“All deliberate speed.”
That was the promise Superior Court Judge Michael R. Sheldon made this afternoon about how quickly he will resolve a question over Secretary of the State Susan Bysiewicz’s qualifications to run for attorney general.
Sheldon is aware that delegates to the Democratic nominating convention will endorse a candidate for attorney general on May 22 and that the primary will be Aug. 10.
The judge today heard a final exchange of legal arguments over one narrow issue: Does the court have jurisdiction to issue a declaratory ruling sought by Bysiewicz?
Eliot Gersten, a lawyer for the intervening Connecticut Republican Party, said Bysiewicz’s fear that she may suffer politically from doubts about her ability to meet the minimum qualifications is not a concern for the court.
Bysiewicz is trying to reassure convention delegates that she meets the statutory requirement of having 10 years of active practice of law in Connecticut.
Without her service as secretary of the state, she falls short. She has asked Sheldon to declare if her time as secretary constituted the practice of law.

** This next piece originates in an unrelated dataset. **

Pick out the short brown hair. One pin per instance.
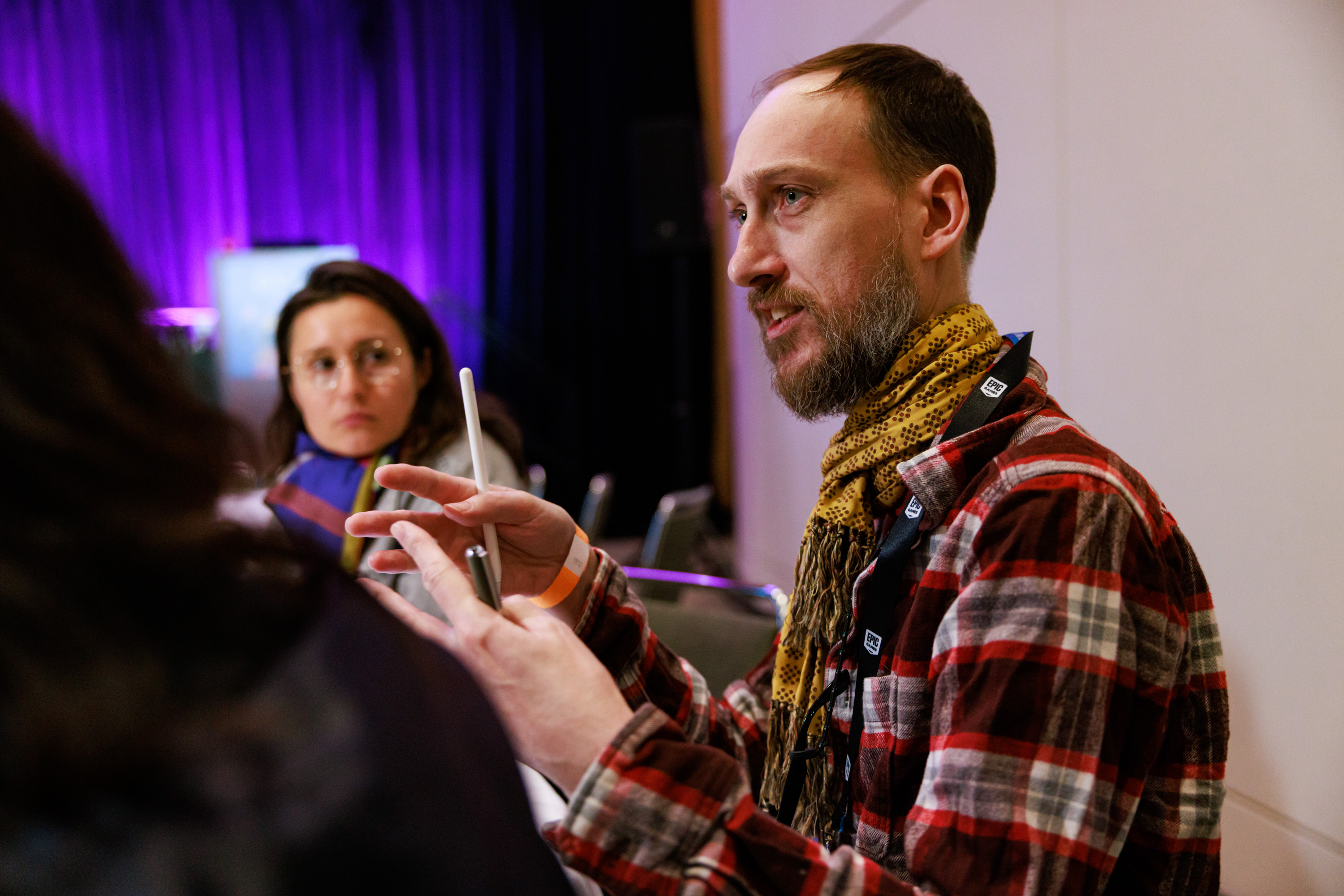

If not, she is asking that the statutory requirement be declared unconstitutional.
“I want to be attorney general,” Ginsberg said, mocking Bysiewicz. “And I want an endorsement from the court.”
“Do you think this case is about the endorsement?” Sheldon asked.
“Yes,” Gersten replied.
Gersten called the request for a declaratory ruling premature, saying that Bysiewicz has not been denied access to the ballot.
Sheldon challenged that assertion: If not now, then when? Should the voters run the risk of casting a vote for someone who might be ruled ineligible after the election?
Wesley Horton, Bysiewicz’s lawyer, said that if Bysiewicz won and was ruled ineligible, the governor would fill a vacancy for attorney general. The voters never would get to choose, he said.